From this graph, we notice that the total execution time (query, imputation and somoothing algorithms) is an increasing positive function of the number of nodes requested. Indeed, the study of the database response takes more time when more nodes are queried.

It is then clear that the benchmark curve has a linear character (we can see it in relation to the regression line \(y = 236.09 x + 948.67\) such that y represents the total execution time and x the number of nodes to request).

In order to detail the results obtained, a study of the different execution times was carried out (by taking the average of the 5 executions):

Table 1. Calculation of the different execution times
Number of nodes	Query execution time	Imputation execution time	Smoothing execution time	Total execution time
4	03min54s	14min47,41s	41,81s	19min30,59s
12	05min46,42s	44min26,84s	02min15,15s	52min28,40s
20	10min32,82s	01h13min20,32s	03min35,31s	01h27min28,46s
28	14min39,06s	01h40min33,87s	05min04,91s	02h00min17,84s
36	15min09,35s	02h09min37,86s	06min37,47s	02h31min07,84s
44	16min30,09s	02h37min21,86s	08min07,93s	03h01min59,88s
52	20min50,22s	03h05min41,42s	09min12,26s	03h35min59,76s
60	23min28,20s	03h37min13,42s	10min53,11s	04h11min34,74s
68	28min52,78s	04h06min39,23s	12min23,46s	04h47min55,48s
71	28min23,13s	04h13min54,76s	12min41,05s	04h54min35,52s

We can clearly see that the more the number of nodes in question increases, the more the execution time increases in a linear way for each of the steps (query, imputation and smoothing).

And from the table above, we notice that the time of data imputation is much more important compared to the other times. The results obtained allowed to calculate the average of each time and realize the following pie chart where we can see that the imputation time represents 86.1% of the total execution time, while the query represents only 9.5% and the smoothing 4.37% :

2. Test imputation algorithm

The data collected by the sensors contain missing data. To complete these data, we have implemented an imputation algorithm based on the random forest algorithm which uses a time window equal to 10.

In order to verify the efficiency and performance of the imputation algorithm, we implemented a test impute script where we created a data hole in a csv file named export_test_impute by deleting a time margin \(\Delta(t)\) from a fixed start date in order to fill it with the imputation algorithm.

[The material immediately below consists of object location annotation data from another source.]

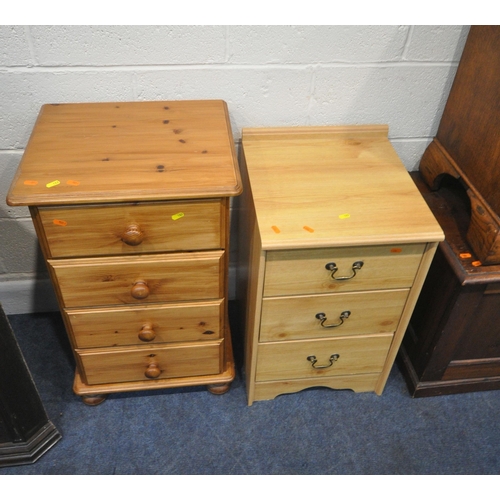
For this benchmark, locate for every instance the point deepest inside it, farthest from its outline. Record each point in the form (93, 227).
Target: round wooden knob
(140, 290)
(147, 334)
(152, 371)
(133, 235)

The results obtained by varying the \(\Delta(t)\) are presented below :

By examining the results obtained below, we observe that each time the \(\Delta(t)\) increases, the difference between the actual and the imputed values also increases.

To confirm this observation, we calculated the MSE(mean squared error) between the real and the ifered values for each \(\Delta(t)\).

The following histogram represents the MSE value for each \(\Delta(t)\):

In analyzing the above histogram we came to the following conclusion : there is a direct relationship between \(\Delta(t)\) and MSE. Each time the \(\Delta(t)\) increases the MSE increases as well, this confirms the previous hypothesis.